O menino que, Fei percebia agora, parecia quase
transparente em sua falta de vivência e experiências reais, enfim deu-se conta
de que não estava sozinho e ficou de pé, voltando-se curioso para ele.
_ Quem é você...? Ah, você é meu...
Voltou-se novamente para a tela, como se não fosse
capaz de manter a atenção afastada dela por muito tempo, e puxou Fei pela mão.
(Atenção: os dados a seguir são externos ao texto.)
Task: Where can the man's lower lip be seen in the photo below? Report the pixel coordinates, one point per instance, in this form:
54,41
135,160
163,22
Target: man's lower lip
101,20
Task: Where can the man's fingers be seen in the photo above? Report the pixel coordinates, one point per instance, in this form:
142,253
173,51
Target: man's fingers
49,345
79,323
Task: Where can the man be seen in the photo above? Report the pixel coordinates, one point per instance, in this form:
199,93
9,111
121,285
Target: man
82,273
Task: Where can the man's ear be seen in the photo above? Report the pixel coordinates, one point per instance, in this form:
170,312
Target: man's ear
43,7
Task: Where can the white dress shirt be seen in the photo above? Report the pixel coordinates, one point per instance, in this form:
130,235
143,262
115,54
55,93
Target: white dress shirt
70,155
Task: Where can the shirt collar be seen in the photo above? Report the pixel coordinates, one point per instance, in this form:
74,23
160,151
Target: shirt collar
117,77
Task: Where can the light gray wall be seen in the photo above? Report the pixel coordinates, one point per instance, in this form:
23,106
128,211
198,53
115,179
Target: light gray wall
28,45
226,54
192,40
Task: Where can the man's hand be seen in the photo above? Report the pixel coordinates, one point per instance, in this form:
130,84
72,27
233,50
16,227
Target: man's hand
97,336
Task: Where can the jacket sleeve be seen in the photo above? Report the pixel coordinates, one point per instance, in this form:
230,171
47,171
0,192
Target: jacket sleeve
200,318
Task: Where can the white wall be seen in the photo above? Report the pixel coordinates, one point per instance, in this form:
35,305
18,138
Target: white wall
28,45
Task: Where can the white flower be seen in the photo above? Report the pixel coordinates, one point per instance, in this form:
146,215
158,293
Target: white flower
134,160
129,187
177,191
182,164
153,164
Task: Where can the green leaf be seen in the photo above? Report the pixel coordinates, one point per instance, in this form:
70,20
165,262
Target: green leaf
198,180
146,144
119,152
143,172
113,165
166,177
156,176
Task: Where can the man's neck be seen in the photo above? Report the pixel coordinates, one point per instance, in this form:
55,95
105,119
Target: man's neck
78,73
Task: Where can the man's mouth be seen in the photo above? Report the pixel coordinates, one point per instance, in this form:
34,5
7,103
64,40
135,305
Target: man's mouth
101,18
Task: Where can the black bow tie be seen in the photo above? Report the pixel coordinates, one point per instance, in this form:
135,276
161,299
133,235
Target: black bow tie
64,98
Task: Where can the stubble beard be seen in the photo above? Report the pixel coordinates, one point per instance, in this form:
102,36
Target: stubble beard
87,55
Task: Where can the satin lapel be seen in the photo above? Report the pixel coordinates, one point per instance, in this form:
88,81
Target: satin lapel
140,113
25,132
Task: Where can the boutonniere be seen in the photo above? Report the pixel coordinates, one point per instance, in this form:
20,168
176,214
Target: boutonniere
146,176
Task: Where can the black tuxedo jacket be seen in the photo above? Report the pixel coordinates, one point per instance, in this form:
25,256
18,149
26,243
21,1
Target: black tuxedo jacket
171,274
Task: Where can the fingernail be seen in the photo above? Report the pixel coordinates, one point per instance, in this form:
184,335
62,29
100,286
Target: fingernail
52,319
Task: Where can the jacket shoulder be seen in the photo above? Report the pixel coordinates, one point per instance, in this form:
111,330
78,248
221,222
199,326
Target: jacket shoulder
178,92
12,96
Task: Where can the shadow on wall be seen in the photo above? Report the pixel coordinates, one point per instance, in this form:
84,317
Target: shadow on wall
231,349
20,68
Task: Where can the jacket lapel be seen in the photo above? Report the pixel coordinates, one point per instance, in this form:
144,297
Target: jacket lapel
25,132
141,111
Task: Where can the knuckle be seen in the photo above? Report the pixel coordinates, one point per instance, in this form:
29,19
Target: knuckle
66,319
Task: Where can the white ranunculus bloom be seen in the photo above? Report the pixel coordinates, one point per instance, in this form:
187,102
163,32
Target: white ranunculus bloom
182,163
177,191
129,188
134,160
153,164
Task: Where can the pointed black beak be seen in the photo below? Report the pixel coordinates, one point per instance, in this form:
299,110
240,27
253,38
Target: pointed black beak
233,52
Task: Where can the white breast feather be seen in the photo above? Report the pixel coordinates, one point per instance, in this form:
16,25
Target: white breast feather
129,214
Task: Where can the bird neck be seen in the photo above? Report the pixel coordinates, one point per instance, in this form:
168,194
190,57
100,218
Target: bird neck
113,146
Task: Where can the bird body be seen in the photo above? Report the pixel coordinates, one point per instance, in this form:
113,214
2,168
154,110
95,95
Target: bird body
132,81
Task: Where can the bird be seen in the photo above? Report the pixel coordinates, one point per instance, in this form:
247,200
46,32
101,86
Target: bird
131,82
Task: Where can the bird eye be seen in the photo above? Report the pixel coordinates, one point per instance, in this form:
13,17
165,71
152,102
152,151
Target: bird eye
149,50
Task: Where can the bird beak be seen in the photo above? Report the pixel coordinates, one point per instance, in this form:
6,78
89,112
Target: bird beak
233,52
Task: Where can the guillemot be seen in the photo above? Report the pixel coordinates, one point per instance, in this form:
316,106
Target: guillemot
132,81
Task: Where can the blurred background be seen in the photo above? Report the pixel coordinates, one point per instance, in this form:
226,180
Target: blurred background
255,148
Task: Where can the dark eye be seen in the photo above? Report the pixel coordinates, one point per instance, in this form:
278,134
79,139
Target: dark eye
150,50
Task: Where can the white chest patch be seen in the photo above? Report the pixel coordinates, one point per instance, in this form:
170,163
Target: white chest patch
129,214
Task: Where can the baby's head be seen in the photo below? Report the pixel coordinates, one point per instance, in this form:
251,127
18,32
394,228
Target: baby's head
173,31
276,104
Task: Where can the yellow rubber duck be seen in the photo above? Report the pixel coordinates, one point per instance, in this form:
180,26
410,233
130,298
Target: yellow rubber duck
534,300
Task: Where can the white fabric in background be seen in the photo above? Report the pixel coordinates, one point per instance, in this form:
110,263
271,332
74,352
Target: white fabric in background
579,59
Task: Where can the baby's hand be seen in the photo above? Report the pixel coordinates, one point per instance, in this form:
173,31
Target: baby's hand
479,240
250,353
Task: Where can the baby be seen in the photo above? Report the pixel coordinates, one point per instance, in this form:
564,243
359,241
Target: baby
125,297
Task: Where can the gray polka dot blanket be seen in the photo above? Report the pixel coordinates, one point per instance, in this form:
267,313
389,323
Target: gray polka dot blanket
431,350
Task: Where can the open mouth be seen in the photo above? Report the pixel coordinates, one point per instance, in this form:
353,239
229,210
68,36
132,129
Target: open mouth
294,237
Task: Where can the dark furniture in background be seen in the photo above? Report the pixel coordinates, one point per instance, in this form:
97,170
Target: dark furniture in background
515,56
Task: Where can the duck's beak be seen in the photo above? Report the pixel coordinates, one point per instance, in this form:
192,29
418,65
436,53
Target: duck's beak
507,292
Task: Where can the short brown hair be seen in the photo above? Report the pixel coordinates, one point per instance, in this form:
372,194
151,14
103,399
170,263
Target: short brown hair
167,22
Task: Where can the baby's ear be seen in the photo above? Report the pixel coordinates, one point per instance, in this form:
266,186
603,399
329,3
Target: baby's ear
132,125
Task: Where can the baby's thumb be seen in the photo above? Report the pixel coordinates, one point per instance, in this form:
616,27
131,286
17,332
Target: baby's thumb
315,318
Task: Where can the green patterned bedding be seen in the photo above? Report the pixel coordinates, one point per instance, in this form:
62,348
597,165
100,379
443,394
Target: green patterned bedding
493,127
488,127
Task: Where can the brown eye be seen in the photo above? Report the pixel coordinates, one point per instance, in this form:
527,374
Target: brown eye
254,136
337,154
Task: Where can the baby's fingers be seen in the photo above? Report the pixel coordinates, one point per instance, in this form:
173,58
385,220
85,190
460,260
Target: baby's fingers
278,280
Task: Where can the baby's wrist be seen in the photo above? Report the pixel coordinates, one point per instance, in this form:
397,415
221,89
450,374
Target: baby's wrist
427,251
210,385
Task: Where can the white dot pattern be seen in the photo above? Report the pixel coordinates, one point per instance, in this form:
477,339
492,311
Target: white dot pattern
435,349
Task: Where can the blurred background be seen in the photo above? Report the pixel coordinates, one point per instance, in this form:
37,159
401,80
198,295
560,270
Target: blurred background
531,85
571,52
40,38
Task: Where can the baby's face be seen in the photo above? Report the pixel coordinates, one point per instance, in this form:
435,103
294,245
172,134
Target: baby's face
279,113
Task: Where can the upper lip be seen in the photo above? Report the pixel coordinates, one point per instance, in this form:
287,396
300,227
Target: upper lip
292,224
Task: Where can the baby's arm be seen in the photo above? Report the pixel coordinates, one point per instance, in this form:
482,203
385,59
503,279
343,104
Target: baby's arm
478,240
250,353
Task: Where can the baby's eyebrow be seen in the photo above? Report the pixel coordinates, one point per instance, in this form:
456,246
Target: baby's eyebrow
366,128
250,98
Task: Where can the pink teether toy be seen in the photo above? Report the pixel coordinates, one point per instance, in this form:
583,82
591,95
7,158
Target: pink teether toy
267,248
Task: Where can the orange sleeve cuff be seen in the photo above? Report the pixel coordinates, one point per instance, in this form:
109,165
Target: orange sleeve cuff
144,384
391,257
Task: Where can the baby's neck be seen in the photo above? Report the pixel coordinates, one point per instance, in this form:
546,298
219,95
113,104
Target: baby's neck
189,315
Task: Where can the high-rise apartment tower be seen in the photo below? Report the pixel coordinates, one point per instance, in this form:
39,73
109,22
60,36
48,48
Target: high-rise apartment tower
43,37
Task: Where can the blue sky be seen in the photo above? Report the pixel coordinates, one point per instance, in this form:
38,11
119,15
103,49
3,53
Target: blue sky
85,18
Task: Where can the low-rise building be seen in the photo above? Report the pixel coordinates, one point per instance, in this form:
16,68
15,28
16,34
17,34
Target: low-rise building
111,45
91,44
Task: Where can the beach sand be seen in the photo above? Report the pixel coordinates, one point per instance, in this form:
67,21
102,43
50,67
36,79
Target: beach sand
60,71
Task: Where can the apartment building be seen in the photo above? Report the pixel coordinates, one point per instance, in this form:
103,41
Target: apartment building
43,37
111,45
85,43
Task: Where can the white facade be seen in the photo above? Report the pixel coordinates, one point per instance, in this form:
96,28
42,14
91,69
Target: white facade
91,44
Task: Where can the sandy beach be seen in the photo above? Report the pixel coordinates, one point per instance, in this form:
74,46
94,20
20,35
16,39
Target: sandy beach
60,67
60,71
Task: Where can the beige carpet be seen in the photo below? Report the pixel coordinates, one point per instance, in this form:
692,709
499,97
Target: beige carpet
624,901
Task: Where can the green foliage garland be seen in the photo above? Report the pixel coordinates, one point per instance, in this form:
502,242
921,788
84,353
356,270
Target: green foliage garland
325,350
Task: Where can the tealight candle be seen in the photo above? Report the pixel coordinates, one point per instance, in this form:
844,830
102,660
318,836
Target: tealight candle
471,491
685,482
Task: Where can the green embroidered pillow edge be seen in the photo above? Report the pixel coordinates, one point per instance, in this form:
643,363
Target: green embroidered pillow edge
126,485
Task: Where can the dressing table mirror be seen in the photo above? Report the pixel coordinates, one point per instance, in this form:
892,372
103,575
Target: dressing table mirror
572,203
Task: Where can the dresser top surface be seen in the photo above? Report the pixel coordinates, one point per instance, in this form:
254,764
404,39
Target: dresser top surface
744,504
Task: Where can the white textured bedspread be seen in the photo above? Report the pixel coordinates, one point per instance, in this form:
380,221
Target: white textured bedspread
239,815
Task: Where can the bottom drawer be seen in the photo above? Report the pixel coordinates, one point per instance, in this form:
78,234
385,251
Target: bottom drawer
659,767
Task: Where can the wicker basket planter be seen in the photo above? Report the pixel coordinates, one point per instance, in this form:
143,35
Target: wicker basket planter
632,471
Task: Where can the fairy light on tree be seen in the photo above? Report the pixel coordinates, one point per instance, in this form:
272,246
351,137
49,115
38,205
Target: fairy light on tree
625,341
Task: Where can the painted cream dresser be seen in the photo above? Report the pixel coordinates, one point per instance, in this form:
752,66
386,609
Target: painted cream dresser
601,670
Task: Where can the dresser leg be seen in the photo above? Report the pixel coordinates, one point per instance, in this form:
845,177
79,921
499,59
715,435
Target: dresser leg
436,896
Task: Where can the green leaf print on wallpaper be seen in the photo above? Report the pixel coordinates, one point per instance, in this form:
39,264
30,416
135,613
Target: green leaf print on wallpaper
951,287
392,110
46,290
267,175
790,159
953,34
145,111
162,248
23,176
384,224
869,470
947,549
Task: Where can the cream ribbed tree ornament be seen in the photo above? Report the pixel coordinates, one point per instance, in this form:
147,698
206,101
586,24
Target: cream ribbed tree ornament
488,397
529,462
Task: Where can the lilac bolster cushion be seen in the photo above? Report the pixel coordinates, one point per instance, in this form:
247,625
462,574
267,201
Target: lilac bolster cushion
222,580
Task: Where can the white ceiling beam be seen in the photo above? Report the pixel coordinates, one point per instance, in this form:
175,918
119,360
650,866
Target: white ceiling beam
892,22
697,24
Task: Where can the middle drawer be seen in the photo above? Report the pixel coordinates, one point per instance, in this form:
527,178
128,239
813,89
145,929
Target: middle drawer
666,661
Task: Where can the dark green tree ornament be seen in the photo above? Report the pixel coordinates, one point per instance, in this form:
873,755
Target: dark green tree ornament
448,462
_ Ei... Vamos assistir isso juntos! Essa é a minha
coisa mais importante do mundo todo...
_ Hah...! – fez Id – Repetindo vez após a outra os
tempos em que ele vivia cheio de felicidade, ele vive em seu próprio mundinho
feliz.
Id se afastou, dando as costas à tela e conseguindo
a atenção de Fei. Aquela tela o incomodava. Era uma visão de paz e alegria,
sim, mas depois de pouco tempo a repetição continuada a tornava perturbadora de
certo modo; parecia terrível imaginar que a única felicidade que podia
encontrar em seu interior fosse tão pouca. E apesar do desprezo óbvio de Id,
era impossível não notar que ele também invejava o que só o outro podia
assistir.
_ Enquanto eu só continuo vivo por causa do que tem
naqueles restos que ele deixou pra trás. Aqui! – Id voltou-se para Fei de
repente, com uma determinação feroz e rancorosa em seu rosto – Eu vou te
mostrar... ‘Tudo’ sobre mim.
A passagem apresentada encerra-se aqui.